Façonner

L'histoire sous vitrine: une vitrine sous-marine

Entre-Temps se prête au jeu d'un nouveau format : le récit d'une mise en vitrine de l'histoire. Dans un musée, dans un métro, dans un resto ou tout simplement dans son salon, l'histoire se donne aussi à voir sous vitrine. Il s'agit, dans cette nouvelle série, d'explorer les motifs d'une écriture exposée de l’histoire, à partir de la photo prise d'un de ces espaces devant lesquels on s'arrête. Cette semaine, on prend le métro !

ET Photo vitrine arts et met
Vitrine-hublot de la station Arts et Métiers à Paris. Photographie de l’auteur.

Cette vitrine ronde vitrée présente une maquette d’une roue hydraulique au début du XIXe siècle comme le précise son cartel. Sa singularité ne tient pas à ce contenu — la vitrine ne protège ni un objet rare ou précieux ni une œuvre d’art — mais son originalité tient à sa localisation.  Elle n’est pas dans un musée, mais dans une station de métro.

Cette vitrine n’est pas unique dans la station Arts-Métiers de la ligne 11 ; elle s’inscrit dans la scénographie conçue par l’artiste François Schuiten, sous la direction scientifique de Benoît Peeters et de Bruno Jacomy en 1994. La RATP avait en effet proposé à un respectable voisin, le Conservatoire national des arts et métiers (Cnam), à l’occasion de son bicentenaire en 1794, de décorer la station de métro qui porte son nom.

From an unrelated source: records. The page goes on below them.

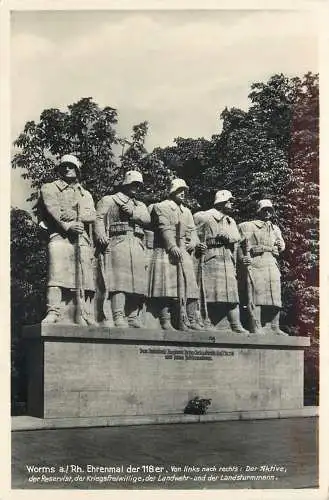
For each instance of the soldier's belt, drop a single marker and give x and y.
(260, 249)
(124, 228)
(216, 243)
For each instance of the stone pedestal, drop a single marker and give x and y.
(79, 371)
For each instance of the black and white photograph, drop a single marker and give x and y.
(164, 249)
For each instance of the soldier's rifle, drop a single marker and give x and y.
(203, 300)
(181, 284)
(79, 291)
(250, 288)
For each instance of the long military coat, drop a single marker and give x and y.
(219, 260)
(61, 202)
(264, 270)
(162, 271)
(123, 262)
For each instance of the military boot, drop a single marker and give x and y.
(54, 297)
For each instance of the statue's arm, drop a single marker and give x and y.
(165, 227)
(102, 208)
(141, 215)
(49, 194)
(193, 231)
(88, 212)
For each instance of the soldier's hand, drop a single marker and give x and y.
(275, 251)
(127, 210)
(76, 227)
(246, 260)
(201, 247)
(103, 240)
(223, 237)
(190, 247)
(175, 253)
(279, 245)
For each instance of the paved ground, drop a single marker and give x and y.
(289, 444)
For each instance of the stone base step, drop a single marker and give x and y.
(27, 423)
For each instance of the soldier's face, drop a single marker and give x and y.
(133, 189)
(266, 214)
(228, 207)
(179, 196)
(69, 172)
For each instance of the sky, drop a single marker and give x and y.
(176, 69)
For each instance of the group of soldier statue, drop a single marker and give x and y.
(159, 258)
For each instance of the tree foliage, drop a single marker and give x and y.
(28, 290)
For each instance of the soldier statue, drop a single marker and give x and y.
(119, 229)
(262, 244)
(68, 213)
(175, 239)
(221, 235)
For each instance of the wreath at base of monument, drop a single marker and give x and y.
(197, 406)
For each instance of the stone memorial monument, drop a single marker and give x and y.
(262, 245)
(221, 235)
(119, 229)
(82, 373)
(171, 273)
(68, 213)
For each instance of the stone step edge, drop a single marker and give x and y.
(24, 423)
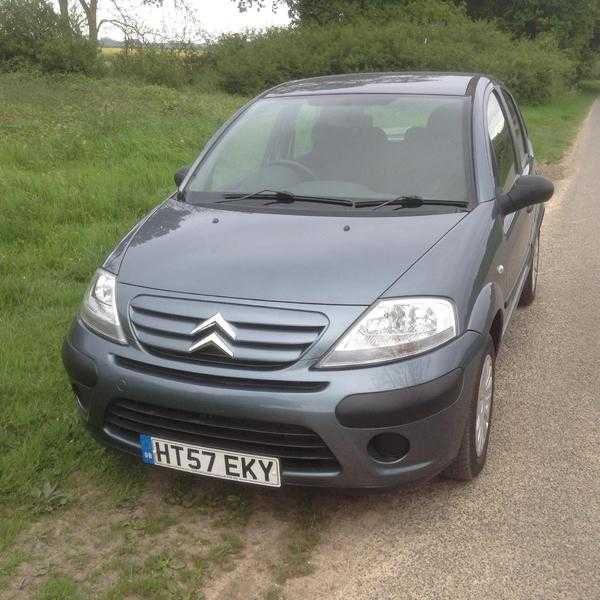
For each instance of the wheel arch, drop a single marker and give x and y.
(487, 314)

La choix de François Shuiten fut d’investir le quai de la ligne 11 en présentant des maquettes d’une série d’inventions techniques majeures. Réalisée par la société Bleu Méthylène avec le concours de l’atelier de restauration du Musée des arts et métiers, presque 60 ans après sa mise en service, le 28 avril 1935, la station changea donc.

Faire d’une station un lieu d’histoire vivante n’est pas très originale : la station Parmentier compte des vitrines depuis 1950. En mai 1989, une fresque en céramique réalisée par les artistes Liliane Belembert et Odile Jacquot fut installée à la station Bastille, décrivant les principaux événements de la Révolution française de 1789 pour en célébrer le bicentenaire.

La station Louvre participe aussi de cette histoire. Elle fut métamorphosée en 1968, à l’initiative d’André Malraux, ministre des Affaires culturelles, avec l’installation de répliques de sculptures du Louvre dans un espace conçu par l’architecte Robert Venter. Dans ces vitrines sont présentés quatre moulages qui représentent quatre périodes de l’histoire de l’art : l’antiquité égyptienne, la période gréco-romaine, les civilisations orientales et le Moyen-Âge français.  Cette station comme vitrine du musée fut largement contestée par une contre-culture urbaine, celle des graffeurs. Le 1er mai 1991, un groupe de graffeurs défraient la chronique recouvrant entièrement « la plus belle station du métro parisien » de leurs fresques à la bombe aérosols, puis en janvier 1992, elle fait à nouveau l’objet d’une « attaque graphique ».

A la station Arts-et-Métiers, François Schuiten a déjoué cette extension de l’institution muséal qui peut apparaître, comme au Louvre ou à la station Varenne avec les bronzes de Rodin, comme l’imposition de la culture dominante au sein de l’espace populaire du métro. Schuiten mobilise certes une référence littéraire mais pas n’importe laquelle: Jules Verne, et le sous-marins Nautilus de son roman Vingt Mille Lieues sous les mers (1869). Les murs de la station sont en effet entièrement recouverts de métal cuivré, produisant chez l’usager du métro le sentiment qu’il est soudain sous la mer dans un sous-marin. Autrement dit, l’artiste inverse l’idée que le métro incarne la ville monument ; les vitrines ne sont pas une extension du musée ; ce sont des hublots à partir desquels on voit le monde. Ce dispositif porte ainsi en lui une dimension critique. La cité au-dessus est une ville qu’on cherche à transformer en un vaste espace musée. Or, ce qu’on voit dans ces vitrines, ce sont des éléments de la vie la plus ordinaire. La station de métro telle qu’elle est scénographiée fait de chaque rame qui entre sur le quai le contenu de la vitrine. Des hublots, on imagine des visages surgir et soudain nous regarder vivre.